Many realtors love to help buyers find their dream homes. They enjoy connecting with people and aiding them in one of the biggest purchases of their lives. Realtors also spend a lot of time helping home sellers sell their home and move on to something new. In the process, they work hard to earn their commissions.
However, sometimes, a real estate transaction becomes complicated. A real estate broker or sales assistant may not receive procuring cause and thus not get a commission for a property sale they had a role in. So, what should realtors know about procuring cause and settling a commission dispute?
Understanding procuring cause
An real estate agent has to do more than show a home to a buyer to qualify for the procuring cause of a sale and sales commission.
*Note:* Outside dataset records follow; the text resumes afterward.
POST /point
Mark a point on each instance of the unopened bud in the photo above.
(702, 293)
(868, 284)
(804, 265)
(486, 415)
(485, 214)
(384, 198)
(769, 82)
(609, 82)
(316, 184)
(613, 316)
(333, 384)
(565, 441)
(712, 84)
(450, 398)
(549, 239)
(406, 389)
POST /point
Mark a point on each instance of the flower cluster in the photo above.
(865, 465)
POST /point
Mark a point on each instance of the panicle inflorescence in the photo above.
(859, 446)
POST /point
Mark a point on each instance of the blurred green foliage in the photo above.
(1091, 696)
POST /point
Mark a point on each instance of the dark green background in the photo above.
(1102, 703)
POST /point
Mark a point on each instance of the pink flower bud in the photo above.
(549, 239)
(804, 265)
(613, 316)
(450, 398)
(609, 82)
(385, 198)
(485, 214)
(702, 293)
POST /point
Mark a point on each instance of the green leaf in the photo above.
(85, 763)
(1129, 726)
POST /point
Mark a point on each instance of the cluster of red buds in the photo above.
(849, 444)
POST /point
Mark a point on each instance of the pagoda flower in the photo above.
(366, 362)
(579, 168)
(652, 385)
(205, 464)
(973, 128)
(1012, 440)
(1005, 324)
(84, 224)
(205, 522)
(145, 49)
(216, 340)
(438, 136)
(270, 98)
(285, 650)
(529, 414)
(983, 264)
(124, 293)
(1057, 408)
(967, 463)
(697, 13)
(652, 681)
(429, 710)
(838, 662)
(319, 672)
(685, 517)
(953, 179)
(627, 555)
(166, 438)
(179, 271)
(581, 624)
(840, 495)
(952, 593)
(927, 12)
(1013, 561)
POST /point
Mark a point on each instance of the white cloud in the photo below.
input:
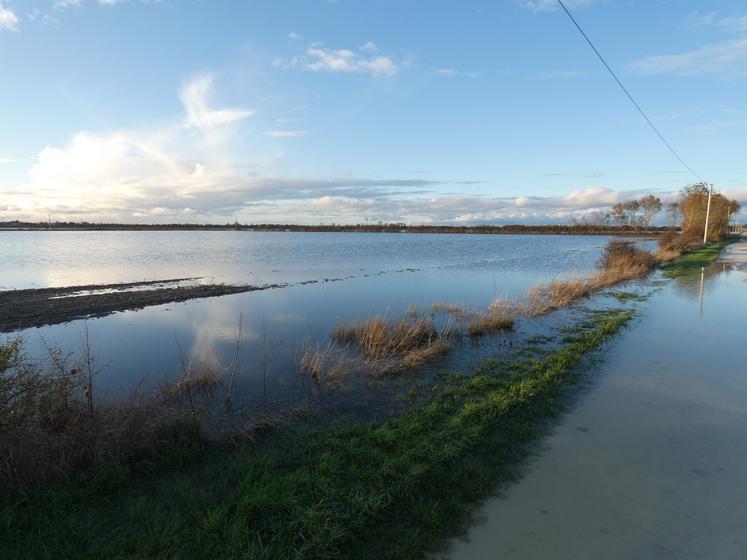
(552, 5)
(286, 133)
(697, 20)
(563, 74)
(344, 60)
(726, 56)
(195, 94)
(321, 59)
(8, 19)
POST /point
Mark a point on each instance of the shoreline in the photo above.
(512, 229)
(37, 307)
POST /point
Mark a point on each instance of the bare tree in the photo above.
(673, 214)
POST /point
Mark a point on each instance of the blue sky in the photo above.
(345, 111)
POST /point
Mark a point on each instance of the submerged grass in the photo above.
(391, 489)
(693, 261)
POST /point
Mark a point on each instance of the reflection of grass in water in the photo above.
(693, 261)
(388, 489)
(623, 296)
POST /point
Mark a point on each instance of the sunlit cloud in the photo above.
(552, 5)
(319, 58)
(8, 19)
(726, 57)
(286, 133)
(195, 96)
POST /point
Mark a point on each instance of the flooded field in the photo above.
(322, 279)
(650, 464)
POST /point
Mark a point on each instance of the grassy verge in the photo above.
(390, 489)
(693, 261)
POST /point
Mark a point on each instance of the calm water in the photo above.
(651, 462)
(365, 274)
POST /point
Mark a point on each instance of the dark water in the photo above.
(358, 275)
(650, 464)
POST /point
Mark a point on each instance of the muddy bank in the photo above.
(22, 309)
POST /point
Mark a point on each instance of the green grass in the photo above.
(693, 261)
(623, 296)
(389, 489)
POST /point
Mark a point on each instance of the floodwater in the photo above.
(651, 462)
(328, 277)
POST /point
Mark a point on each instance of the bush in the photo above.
(667, 240)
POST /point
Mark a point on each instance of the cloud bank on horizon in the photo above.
(354, 129)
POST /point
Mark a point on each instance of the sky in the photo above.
(346, 111)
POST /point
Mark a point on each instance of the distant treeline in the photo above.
(571, 229)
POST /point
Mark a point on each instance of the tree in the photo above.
(673, 214)
(651, 206)
(618, 214)
(694, 206)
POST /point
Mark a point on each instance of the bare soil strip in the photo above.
(22, 309)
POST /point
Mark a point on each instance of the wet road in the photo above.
(652, 462)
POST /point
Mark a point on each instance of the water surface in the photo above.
(330, 277)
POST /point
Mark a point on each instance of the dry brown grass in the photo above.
(203, 381)
(48, 428)
(388, 346)
(380, 338)
(329, 363)
(544, 298)
(494, 320)
(620, 261)
(449, 308)
(667, 255)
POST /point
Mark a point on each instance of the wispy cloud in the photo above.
(697, 20)
(726, 56)
(286, 133)
(195, 95)
(563, 74)
(8, 19)
(552, 5)
(319, 58)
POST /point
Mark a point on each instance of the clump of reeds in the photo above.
(501, 316)
(559, 293)
(389, 346)
(620, 261)
(379, 337)
(192, 383)
(50, 425)
(448, 308)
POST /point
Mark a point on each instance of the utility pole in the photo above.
(708, 213)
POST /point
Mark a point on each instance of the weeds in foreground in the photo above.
(385, 490)
(620, 261)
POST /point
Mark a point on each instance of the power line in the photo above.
(633, 101)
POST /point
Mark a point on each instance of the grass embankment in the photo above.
(391, 489)
(693, 261)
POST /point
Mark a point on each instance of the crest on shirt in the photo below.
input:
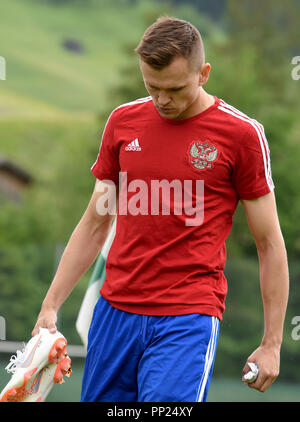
(202, 155)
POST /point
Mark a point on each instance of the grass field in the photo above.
(42, 77)
(221, 389)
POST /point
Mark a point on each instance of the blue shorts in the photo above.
(142, 358)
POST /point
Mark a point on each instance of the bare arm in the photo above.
(274, 283)
(81, 251)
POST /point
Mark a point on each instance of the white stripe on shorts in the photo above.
(209, 358)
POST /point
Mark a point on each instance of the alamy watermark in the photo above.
(296, 330)
(2, 328)
(2, 69)
(159, 197)
(296, 70)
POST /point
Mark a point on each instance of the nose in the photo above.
(163, 99)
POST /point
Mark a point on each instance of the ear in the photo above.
(204, 73)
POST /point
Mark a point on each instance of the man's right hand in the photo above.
(47, 319)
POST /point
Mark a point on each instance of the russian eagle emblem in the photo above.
(202, 155)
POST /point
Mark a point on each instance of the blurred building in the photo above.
(13, 180)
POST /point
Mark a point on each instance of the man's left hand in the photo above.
(268, 360)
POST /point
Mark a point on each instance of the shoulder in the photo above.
(250, 131)
(131, 109)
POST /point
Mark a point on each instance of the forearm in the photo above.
(81, 251)
(274, 282)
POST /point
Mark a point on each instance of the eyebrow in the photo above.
(175, 88)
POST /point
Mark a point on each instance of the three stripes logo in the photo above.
(133, 146)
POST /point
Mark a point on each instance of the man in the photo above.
(155, 328)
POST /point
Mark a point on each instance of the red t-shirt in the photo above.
(158, 264)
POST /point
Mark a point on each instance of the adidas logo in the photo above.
(133, 146)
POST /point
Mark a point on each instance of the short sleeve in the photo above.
(106, 166)
(252, 176)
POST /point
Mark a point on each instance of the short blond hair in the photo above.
(168, 38)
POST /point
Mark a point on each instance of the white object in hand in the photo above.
(251, 375)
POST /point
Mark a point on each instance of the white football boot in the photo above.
(27, 365)
(44, 381)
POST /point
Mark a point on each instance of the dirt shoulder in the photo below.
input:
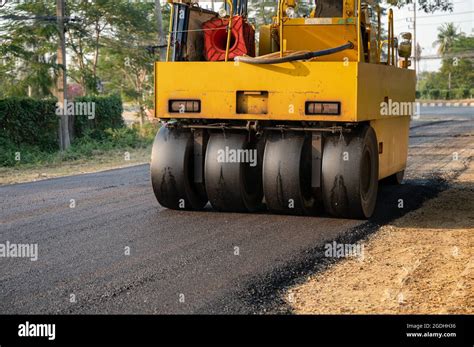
(423, 263)
(106, 161)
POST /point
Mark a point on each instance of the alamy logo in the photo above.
(229, 155)
(395, 108)
(76, 109)
(37, 330)
(343, 250)
(19, 250)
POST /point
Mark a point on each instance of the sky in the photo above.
(427, 27)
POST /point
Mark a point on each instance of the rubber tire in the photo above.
(287, 174)
(172, 166)
(347, 191)
(395, 179)
(233, 187)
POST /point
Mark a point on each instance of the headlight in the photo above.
(184, 106)
(323, 108)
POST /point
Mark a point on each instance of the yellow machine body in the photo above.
(280, 92)
(331, 86)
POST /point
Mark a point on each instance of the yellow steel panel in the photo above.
(378, 83)
(394, 134)
(320, 37)
(288, 85)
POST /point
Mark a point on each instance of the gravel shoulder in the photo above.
(422, 263)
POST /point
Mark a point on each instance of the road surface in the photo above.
(106, 246)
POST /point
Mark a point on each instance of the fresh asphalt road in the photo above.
(178, 262)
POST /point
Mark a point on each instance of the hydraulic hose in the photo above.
(301, 55)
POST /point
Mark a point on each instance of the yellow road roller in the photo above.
(303, 116)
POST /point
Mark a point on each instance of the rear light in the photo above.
(184, 106)
(323, 108)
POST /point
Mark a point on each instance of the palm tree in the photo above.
(447, 34)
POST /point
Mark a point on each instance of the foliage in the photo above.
(108, 115)
(456, 76)
(22, 118)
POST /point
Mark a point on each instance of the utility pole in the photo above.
(159, 26)
(414, 37)
(64, 138)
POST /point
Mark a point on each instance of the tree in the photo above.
(447, 34)
(426, 5)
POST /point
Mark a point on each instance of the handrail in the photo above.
(359, 28)
(280, 23)
(229, 30)
(391, 40)
(379, 32)
(170, 30)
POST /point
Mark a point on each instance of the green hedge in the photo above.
(444, 94)
(30, 127)
(29, 122)
(108, 115)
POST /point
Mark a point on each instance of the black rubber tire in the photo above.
(350, 170)
(287, 174)
(172, 166)
(233, 186)
(395, 179)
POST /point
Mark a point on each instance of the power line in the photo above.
(436, 15)
(438, 23)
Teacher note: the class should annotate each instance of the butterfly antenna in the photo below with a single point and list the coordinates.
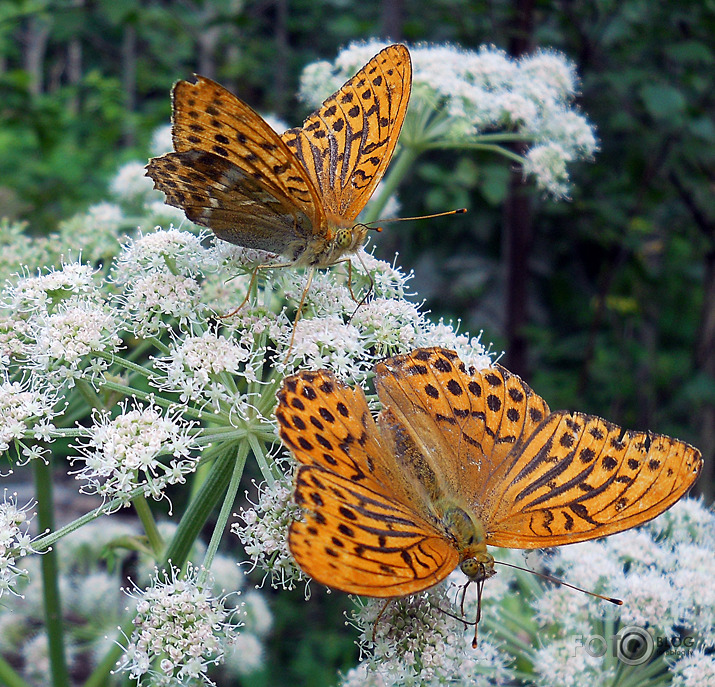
(459, 211)
(556, 580)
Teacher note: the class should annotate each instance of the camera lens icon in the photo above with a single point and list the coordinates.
(634, 645)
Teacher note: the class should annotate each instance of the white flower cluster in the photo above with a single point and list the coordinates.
(264, 532)
(660, 571)
(478, 93)
(56, 323)
(416, 643)
(122, 454)
(181, 629)
(199, 369)
(158, 272)
(26, 412)
(15, 542)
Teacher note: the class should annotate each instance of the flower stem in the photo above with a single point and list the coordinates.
(226, 509)
(198, 511)
(50, 577)
(147, 518)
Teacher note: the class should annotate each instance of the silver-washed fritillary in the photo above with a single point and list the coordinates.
(457, 460)
(298, 193)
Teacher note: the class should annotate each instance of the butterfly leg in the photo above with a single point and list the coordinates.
(311, 274)
(377, 620)
(350, 283)
(251, 284)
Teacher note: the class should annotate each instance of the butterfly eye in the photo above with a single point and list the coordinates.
(479, 567)
(343, 238)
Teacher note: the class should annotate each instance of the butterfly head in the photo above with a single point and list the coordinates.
(340, 240)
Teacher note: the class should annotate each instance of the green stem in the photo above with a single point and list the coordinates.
(9, 677)
(87, 392)
(199, 509)
(152, 397)
(225, 513)
(50, 577)
(99, 675)
(123, 362)
(398, 171)
(147, 518)
(260, 455)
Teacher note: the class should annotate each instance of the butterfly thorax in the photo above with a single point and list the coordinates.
(340, 238)
(470, 540)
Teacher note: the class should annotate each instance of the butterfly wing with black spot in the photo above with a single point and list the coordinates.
(579, 477)
(232, 173)
(451, 427)
(359, 534)
(346, 145)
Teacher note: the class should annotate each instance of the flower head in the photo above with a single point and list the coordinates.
(181, 629)
(264, 532)
(417, 643)
(15, 542)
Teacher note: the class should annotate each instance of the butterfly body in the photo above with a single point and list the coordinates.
(457, 460)
(297, 194)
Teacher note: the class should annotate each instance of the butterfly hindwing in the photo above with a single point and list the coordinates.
(207, 117)
(346, 145)
(358, 539)
(215, 193)
(580, 477)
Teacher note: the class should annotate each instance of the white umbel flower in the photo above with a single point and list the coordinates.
(181, 629)
(123, 454)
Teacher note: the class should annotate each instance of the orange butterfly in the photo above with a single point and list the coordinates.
(457, 460)
(299, 193)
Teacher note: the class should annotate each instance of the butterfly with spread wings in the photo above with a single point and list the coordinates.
(297, 194)
(457, 460)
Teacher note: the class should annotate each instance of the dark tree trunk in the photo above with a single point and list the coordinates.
(392, 18)
(129, 79)
(280, 59)
(34, 48)
(705, 361)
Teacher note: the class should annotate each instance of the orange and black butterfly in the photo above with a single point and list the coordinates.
(457, 460)
(299, 193)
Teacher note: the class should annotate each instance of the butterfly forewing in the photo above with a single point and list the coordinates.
(383, 502)
(346, 145)
(467, 422)
(580, 477)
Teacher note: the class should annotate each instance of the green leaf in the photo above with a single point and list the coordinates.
(662, 101)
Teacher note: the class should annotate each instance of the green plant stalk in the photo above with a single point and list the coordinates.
(50, 576)
(149, 523)
(199, 509)
(9, 677)
(191, 523)
(225, 512)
Agents need to help buyers write an offer on a property, present that offer to the seller’s agent and negotiate a purchase agreement. The same goes for agents representing the home seller. They need to be involved in multiple aspects of the sale to earn the commission. Yet even if a realtor has a single-agent exclusive agreement with a buyer or seller, that doesn’t mean the realtor automatically earns commission on the transaction.
Procuring cause and commission disputes often center around if a real estate broker maintained a strong relationship with a buyer or seller throughout the process. For example, did the realtor contact the buyer about properties they may be interested in seeing? Or did the realtor abandon their relationship with a buyer after a while? Or did the realtor fail to prepare an offer on a property the buyer was interested in and then the buyer disengaged from the relationship?
Settling a procuring cause or commission dispute
Each procuring cause or commission dispute is evaluated on a case-by-case basis. To win a commission dispute, a realtor has to show through a preponderance of evidence that:
- They were responsible for the buyer’s decision to purchase a property.
- They helped facilitate a successful transaction without a break or interruption in service.
Realtors facing a commission dispute may need legal help to prepare evidence in a procuring cause hearing. They need to show they had an ongoing relationship with a buyer that wasn’t neglected or abandoned.
With the right preparation and help, realtors could receive commission or part of a commission on a sale, compensating them for their efforts in making the transaction a reality.